= Jessica Hullman =

Computer scientist

Jessica Hullman is an American computer scientist and the Ginni Rometty professor of computer science at Northwestern Universityin Evanston, Illinois, US. Hullman was formerly faculty at the University of Washington Information School (2015-2018). She is known for her research in data-driven decision-making and uncertainty quantification.

== Education ==
Hullman graduated magna cum laude from Ohio State University with a Bachelor of Arts degree in Comparative Studies. She obtained a Masters of Fine Arts degree in Writings and Poetics from Naropa University. Hullman received her Master of Science in Information and doctorate in information science from the University of Michigan, where she was advised by Eytan Adar. She completed a postdoctoral fellowship at the University of California, Berkeley Computer Science Department with Maneesh Agrawal.

== Work ==
Hullman has made contributions to topics including metascience, uncertainty visualization, Bayesian cognition, multi-agent decision-making (including human-AI interaction), AI evaluation, causal inference, and decision-making under uncertainty. Her early work contributed new visualization types to help readers develop an intuitive sense of uncertainty, such as hypothetical outcome plots.

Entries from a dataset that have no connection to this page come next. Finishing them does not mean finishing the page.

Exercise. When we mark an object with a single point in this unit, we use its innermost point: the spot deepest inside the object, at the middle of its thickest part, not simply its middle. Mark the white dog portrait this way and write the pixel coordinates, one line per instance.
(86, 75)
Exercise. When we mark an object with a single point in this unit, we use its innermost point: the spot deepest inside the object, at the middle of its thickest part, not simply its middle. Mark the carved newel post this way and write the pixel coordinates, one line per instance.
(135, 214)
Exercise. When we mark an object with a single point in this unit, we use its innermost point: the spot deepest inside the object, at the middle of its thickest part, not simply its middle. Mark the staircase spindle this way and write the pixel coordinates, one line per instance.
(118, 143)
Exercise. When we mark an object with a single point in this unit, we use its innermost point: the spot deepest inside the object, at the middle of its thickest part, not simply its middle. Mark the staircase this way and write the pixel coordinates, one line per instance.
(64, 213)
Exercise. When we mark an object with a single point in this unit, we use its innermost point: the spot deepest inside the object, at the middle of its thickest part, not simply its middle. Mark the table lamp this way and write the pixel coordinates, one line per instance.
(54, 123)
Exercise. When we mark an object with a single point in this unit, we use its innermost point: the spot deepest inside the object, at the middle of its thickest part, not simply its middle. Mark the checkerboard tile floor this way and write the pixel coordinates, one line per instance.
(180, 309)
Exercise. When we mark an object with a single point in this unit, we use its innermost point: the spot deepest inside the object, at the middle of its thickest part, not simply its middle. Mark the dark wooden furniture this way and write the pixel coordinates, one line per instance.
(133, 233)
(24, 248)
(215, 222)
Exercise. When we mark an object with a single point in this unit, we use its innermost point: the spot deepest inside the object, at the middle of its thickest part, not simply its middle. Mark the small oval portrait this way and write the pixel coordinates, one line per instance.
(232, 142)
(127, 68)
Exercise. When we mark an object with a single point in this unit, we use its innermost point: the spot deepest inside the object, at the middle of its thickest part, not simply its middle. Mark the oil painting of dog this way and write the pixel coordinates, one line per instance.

Hullman has given many invited lectures and keynote presentations, including "Strategic Communication of Uncertainty" to the President's Council of Advisors on Science & Technology. Hullman directs the Epistemic Decisions Lab at Northwestern University.

Hullman has written articles for the popular press, including for Wired (with Andrew Gelman), Scientific American, The Hill and National Review (with Allison Schrager). She is a contributor to Andrew Gelman's blog, Statistical Modeling, Causal Inference, and Social Science. With Gelman, she wrote Recursion, a computer science themed play, which was performed at the 2024 ACM Conference on Fairness, Accountability, and Transparency.

== Awards ==
Hullman was one of five computer scientists selected as a Microsoft Research Faculty Fellow in 2019. She is the recipient of numerous best paper awards.